In 2013, PC Valentine Eastman, a police officer for 23 years, was charged with 13 human trafficking charges around 3 Colombian women trafficked to a brothel in Marabella. He was the first person in the British Caribbean to be charged with Human trafficking. In 2016 he was committed to High Court for trial.

==Sex tourism==
The islands are increasingly becoming a destination for sex tourism. This tourism is blamed for the rise in HIV on the island. The Trinidadian Minister of Tourism observed that the rise in HIV/AIDs on the islands was becoming severe and out of control because of sex tourism and the beach-bum phenomenon.

===Female sex tourism===
Tobago is known as a destination for female sex tourism. European and American women come to the island seeking local men. There is an organised tourist trade for the sex tourism; sometimes a local male is included in the price.

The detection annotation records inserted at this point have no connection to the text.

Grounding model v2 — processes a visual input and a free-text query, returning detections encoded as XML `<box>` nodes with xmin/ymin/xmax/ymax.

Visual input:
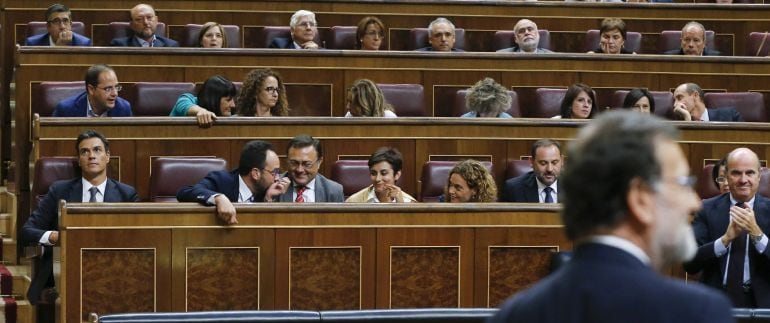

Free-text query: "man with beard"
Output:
<box><xmin>684</xmin><ymin>148</ymin><xmax>770</xmax><ymax>307</ymax></box>
<box><xmin>176</xmin><ymin>140</ymin><xmax>289</xmax><ymax>224</ymax></box>
<box><xmin>279</xmin><ymin>135</ymin><xmax>345</xmax><ymax>203</ymax></box>
<box><xmin>491</xmin><ymin>111</ymin><xmax>733</xmax><ymax>323</ymax></box>
<box><xmin>498</xmin><ymin>19</ymin><xmax>553</xmax><ymax>54</ymax></box>
<box><xmin>501</xmin><ymin>139</ymin><xmax>563</xmax><ymax>203</ymax></box>
<box><xmin>110</xmin><ymin>3</ymin><xmax>179</xmax><ymax>47</ymax></box>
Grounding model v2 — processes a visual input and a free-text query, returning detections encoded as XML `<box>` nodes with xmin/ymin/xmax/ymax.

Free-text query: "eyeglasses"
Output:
<box><xmin>289</xmin><ymin>159</ymin><xmax>318</xmax><ymax>168</ymax></box>
<box><xmin>265</xmin><ymin>86</ymin><xmax>281</xmax><ymax>94</ymax></box>
<box><xmin>48</xmin><ymin>18</ymin><xmax>72</xmax><ymax>25</ymax></box>
<box><xmin>95</xmin><ymin>85</ymin><xmax>123</xmax><ymax>93</ymax></box>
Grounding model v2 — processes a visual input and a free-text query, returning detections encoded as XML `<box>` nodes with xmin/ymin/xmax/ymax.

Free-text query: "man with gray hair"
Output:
<box><xmin>674</xmin><ymin>83</ymin><xmax>743</xmax><ymax>121</ymax></box>
<box><xmin>664</xmin><ymin>21</ymin><xmax>721</xmax><ymax>56</ymax></box>
<box><xmin>491</xmin><ymin>110</ymin><xmax>733</xmax><ymax>323</ymax></box>
<box><xmin>269</xmin><ymin>10</ymin><xmax>321</xmax><ymax>49</ymax></box>
<box><xmin>417</xmin><ymin>17</ymin><xmax>463</xmax><ymax>52</ymax></box>
<box><xmin>498</xmin><ymin>19</ymin><xmax>553</xmax><ymax>54</ymax></box>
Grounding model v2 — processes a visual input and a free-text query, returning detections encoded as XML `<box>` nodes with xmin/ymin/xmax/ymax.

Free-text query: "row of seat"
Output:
<box><xmin>21</xmin><ymin>21</ymin><xmax>770</xmax><ymax>56</ymax></box>
<box><xmin>31</xmin><ymin>81</ymin><xmax>770</xmax><ymax>122</ymax></box>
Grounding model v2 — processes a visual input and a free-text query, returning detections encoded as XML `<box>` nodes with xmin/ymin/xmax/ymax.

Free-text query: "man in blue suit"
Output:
<box><xmin>24</xmin><ymin>3</ymin><xmax>91</xmax><ymax>46</ymax></box>
<box><xmin>21</xmin><ymin>130</ymin><xmax>139</xmax><ymax>305</ymax></box>
<box><xmin>501</xmin><ymin>139</ymin><xmax>563</xmax><ymax>203</ymax></box>
<box><xmin>685</xmin><ymin>148</ymin><xmax>770</xmax><ymax>308</ymax></box>
<box><xmin>110</xmin><ymin>3</ymin><xmax>179</xmax><ymax>47</ymax></box>
<box><xmin>176</xmin><ymin>140</ymin><xmax>290</xmax><ymax>224</ymax></box>
<box><xmin>674</xmin><ymin>83</ymin><xmax>743</xmax><ymax>122</ymax></box>
<box><xmin>53</xmin><ymin>64</ymin><xmax>131</xmax><ymax>117</ymax></box>
<box><xmin>491</xmin><ymin>110</ymin><xmax>733</xmax><ymax>323</ymax></box>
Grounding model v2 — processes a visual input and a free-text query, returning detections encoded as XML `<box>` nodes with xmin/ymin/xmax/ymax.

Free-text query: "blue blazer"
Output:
<box><xmin>21</xmin><ymin>177</ymin><xmax>139</xmax><ymax>305</ymax></box>
<box><xmin>489</xmin><ymin>243</ymin><xmax>734</xmax><ymax>323</ymax></box>
<box><xmin>24</xmin><ymin>32</ymin><xmax>91</xmax><ymax>46</ymax></box>
<box><xmin>176</xmin><ymin>169</ymin><xmax>240</xmax><ymax>205</ymax></box>
<box><xmin>53</xmin><ymin>91</ymin><xmax>132</xmax><ymax>117</ymax></box>
<box><xmin>684</xmin><ymin>193</ymin><xmax>770</xmax><ymax>307</ymax></box>
<box><xmin>110</xmin><ymin>32</ymin><xmax>179</xmax><ymax>47</ymax></box>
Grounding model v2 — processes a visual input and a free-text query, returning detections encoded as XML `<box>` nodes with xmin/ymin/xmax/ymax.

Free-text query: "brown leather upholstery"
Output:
<box><xmin>149</xmin><ymin>157</ymin><xmax>227</xmax><ymax>202</ymax></box>
<box><xmin>527</xmin><ymin>88</ymin><xmax>567</xmax><ymax>118</ymax></box>
<box><xmin>492</xmin><ymin>29</ymin><xmax>551</xmax><ymax>50</ymax></box>
<box><xmin>32</xmin><ymin>157</ymin><xmax>80</xmax><ymax>209</ymax></box>
<box><xmin>326</xmin><ymin>26</ymin><xmax>356</xmax><ymax>49</ymax></box>
<box><xmin>505</xmin><ymin>159</ymin><xmax>532</xmax><ymax>180</ymax></box>
<box><xmin>107</xmin><ymin>21</ymin><xmax>167</xmax><ymax>41</ymax></box>
<box><xmin>27</xmin><ymin>21</ymin><xmax>88</xmax><ymax>37</ymax></box>
<box><xmin>419</xmin><ymin>160</ymin><xmax>494</xmax><ymax>202</ymax></box>
<box><xmin>452</xmin><ymin>90</ymin><xmax>521</xmax><ymax>118</ymax></box>
<box><xmin>30</xmin><ymin>81</ymin><xmax>86</xmax><ymax>117</ymax></box>
<box><xmin>377</xmin><ymin>84</ymin><xmax>427</xmax><ymax>117</ymax></box>
<box><xmin>658</xmin><ymin>30</ymin><xmax>716</xmax><ymax>54</ymax></box>
<box><xmin>611</xmin><ymin>90</ymin><xmax>674</xmax><ymax>119</ymax></box>
<box><xmin>583</xmin><ymin>29</ymin><xmax>642</xmax><ymax>54</ymax></box>
<box><xmin>179</xmin><ymin>24</ymin><xmax>241</xmax><ymax>48</ymax></box>
<box><xmin>744</xmin><ymin>32</ymin><xmax>770</xmax><ymax>56</ymax></box>
<box><xmin>703</xmin><ymin>92</ymin><xmax>768</xmax><ymax>122</ymax></box>
<box><xmin>131</xmin><ymin>82</ymin><xmax>195</xmax><ymax>116</ymax></box>
<box><xmin>407</xmin><ymin>28</ymin><xmax>465</xmax><ymax>50</ymax></box>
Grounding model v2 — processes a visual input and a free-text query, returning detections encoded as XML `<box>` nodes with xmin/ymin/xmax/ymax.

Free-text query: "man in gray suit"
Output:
<box><xmin>279</xmin><ymin>135</ymin><xmax>344</xmax><ymax>203</ymax></box>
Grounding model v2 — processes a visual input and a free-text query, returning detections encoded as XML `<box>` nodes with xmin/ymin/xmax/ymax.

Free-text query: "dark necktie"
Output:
<box><xmin>294</xmin><ymin>186</ymin><xmax>307</xmax><ymax>203</ymax></box>
<box><xmin>88</xmin><ymin>186</ymin><xmax>99</xmax><ymax>203</ymax></box>
<box><xmin>543</xmin><ymin>186</ymin><xmax>553</xmax><ymax>203</ymax></box>
<box><xmin>726</xmin><ymin>202</ymin><xmax>746</xmax><ymax>305</ymax></box>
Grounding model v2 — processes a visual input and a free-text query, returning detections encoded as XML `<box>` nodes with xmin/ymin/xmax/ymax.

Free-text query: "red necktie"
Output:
<box><xmin>294</xmin><ymin>186</ymin><xmax>307</xmax><ymax>203</ymax></box>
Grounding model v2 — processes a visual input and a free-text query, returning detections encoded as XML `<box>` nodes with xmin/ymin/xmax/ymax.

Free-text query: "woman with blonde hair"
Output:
<box><xmin>345</xmin><ymin>79</ymin><xmax>397</xmax><ymax>118</ymax></box>
<box><xmin>236</xmin><ymin>68</ymin><xmax>289</xmax><ymax>117</ymax></box>
<box><xmin>444</xmin><ymin>159</ymin><xmax>497</xmax><ymax>203</ymax></box>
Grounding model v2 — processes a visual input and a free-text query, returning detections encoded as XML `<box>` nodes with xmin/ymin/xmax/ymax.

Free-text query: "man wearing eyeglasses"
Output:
<box><xmin>279</xmin><ymin>135</ymin><xmax>345</xmax><ymax>203</ymax></box>
<box><xmin>268</xmin><ymin>10</ymin><xmax>321</xmax><ymax>49</ymax></box>
<box><xmin>110</xmin><ymin>3</ymin><xmax>179</xmax><ymax>47</ymax></box>
<box><xmin>176</xmin><ymin>140</ymin><xmax>289</xmax><ymax>224</ymax></box>
<box><xmin>24</xmin><ymin>3</ymin><xmax>91</xmax><ymax>46</ymax></box>
<box><xmin>53</xmin><ymin>64</ymin><xmax>132</xmax><ymax>117</ymax></box>
<box><xmin>684</xmin><ymin>148</ymin><xmax>770</xmax><ymax>308</ymax></box>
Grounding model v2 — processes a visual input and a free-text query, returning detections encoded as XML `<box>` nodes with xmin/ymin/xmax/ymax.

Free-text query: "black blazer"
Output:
<box><xmin>488</xmin><ymin>243</ymin><xmax>734</xmax><ymax>323</ymax></box>
<box><xmin>21</xmin><ymin>177</ymin><xmax>139</xmax><ymax>305</ymax></box>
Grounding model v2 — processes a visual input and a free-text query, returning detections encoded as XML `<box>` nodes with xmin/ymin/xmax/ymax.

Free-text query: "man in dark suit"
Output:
<box><xmin>53</xmin><ymin>64</ymin><xmax>131</xmax><ymax>117</ymax></box>
<box><xmin>416</xmin><ymin>17</ymin><xmax>464</xmax><ymax>52</ymax></box>
<box><xmin>279</xmin><ymin>135</ymin><xmax>345</xmax><ymax>203</ymax></box>
<box><xmin>21</xmin><ymin>130</ymin><xmax>139</xmax><ymax>305</ymax></box>
<box><xmin>491</xmin><ymin>110</ymin><xmax>733</xmax><ymax>323</ymax></box>
<box><xmin>110</xmin><ymin>3</ymin><xmax>179</xmax><ymax>47</ymax></box>
<box><xmin>685</xmin><ymin>148</ymin><xmax>770</xmax><ymax>307</ymax></box>
<box><xmin>268</xmin><ymin>10</ymin><xmax>321</xmax><ymax>49</ymax></box>
<box><xmin>24</xmin><ymin>3</ymin><xmax>91</xmax><ymax>46</ymax></box>
<box><xmin>664</xmin><ymin>21</ymin><xmax>721</xmax><ymax>56</ymax></box>
<box><xmin>502</xmin><ymin>139</ymin><xmax>562</xmax><ymax>203</ymax></box>
<box><xmin>674</xmin><ymin>83</ymin><xmax>743</xmax><ymax>121</ymax></box>
<box><xmin>176</xmin><ymin>140</ymin><xmax>289</xmax><ymax>224</ymax></box>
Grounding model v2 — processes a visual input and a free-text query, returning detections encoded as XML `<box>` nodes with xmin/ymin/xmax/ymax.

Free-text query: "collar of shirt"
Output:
<box><xmin>80</xmin><ymin>177</ymin><xmax>107</xmax><ymax>202</ymax></box>
<box><xmin>535</xmin><ymin>177</ymin><xmax>559</xmax><ymax>203</ymax></box>
<box><xmin>238</xmin><ymin>175</ymin><xmax>252</xmax><ymax>203</ymax></box>
<box><xmin>588</xmin><ymin>235</ymin><xmax>650</xmax><ymax>266</ymax></box>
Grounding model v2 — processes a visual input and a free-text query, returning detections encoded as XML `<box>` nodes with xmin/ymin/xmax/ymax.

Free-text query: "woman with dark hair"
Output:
<box><xmin>588</xmin><ymin>18</ymin><xmax>636</xmax><ymax>54</ymax></box>
<box><xmin>169</xmin><ymin>75</ymin><xmax>238</xmax><ymax>128</ymax></box>
<box><xmin>622</xmin><ymin>88</ymin><xmax>655</xmax><ymax>114</ymax></box>
<box><xmin>554</xmin><ymin>83</ymin><xmax>596</xmax><ymax>119</ymax></box>
<box><xmin>345</xmin><ymin>147</ymin><xmax>417</xmax><ymax>203</ymax></box>
<box><xmin>345</xmin><ymin>79</ymin><xmax>397</xmax><ymax>118</ymax></box>
<box><xmin>236</xmin><ymin>68</ymin><xmax>289</xmax><ymax>117</ymax></box>
<box><xmin>444</xmin><ymin>159</ymin><xmax>497</xmax><ymax>203</ymax></box>
<box><xmin>356</xmin><ymin>16</ymin><xmax>385</xmax><ymax>50</ymax></box>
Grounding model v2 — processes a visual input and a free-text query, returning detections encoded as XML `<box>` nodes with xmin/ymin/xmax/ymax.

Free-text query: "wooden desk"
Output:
<box><xmin>58</xmin><ymin>203</ymin><xmax>572</xmax><ymax>322</ymax></box>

In 2016, Shadae Lamar Smith directed the short film The Resort based on sex tourism in Tobago. It was featured on Issa Rae's YouTube channel.

==Sex trafficking==

Trinidad and Tobago is a destination, transit, and source country for adults and children subjected to sex trafficking. Women and girls from the Dominican Republic, Guyana, Venezuela, and Colombia are subjected to sex trafficking in brothels and clubs, often lured by offers of legitimate employment, with young women from Venezuela especially vulnerable. NGOs have previously heard reports about the availability of child sex trafficking victims advertised through classified ads and children are subjected to sex trafficking for commercial sex by Trinbagonians and foreign sex tourists. International criminal organisations are increasingly involved in trafficking. Police corruption has in the past been associated with facilitating prostitution and sex trafficking.

Most of the victims of sex trafficking are brought into the country by boat, landing on southern peninsula of Trinidad in Icacos, Cedros and other neighbouring fishing villages.

The United States Department of State Office to Monitor and Combat Trafficking in Persons ranks Trinidad and Tobago as a Tier 2 country.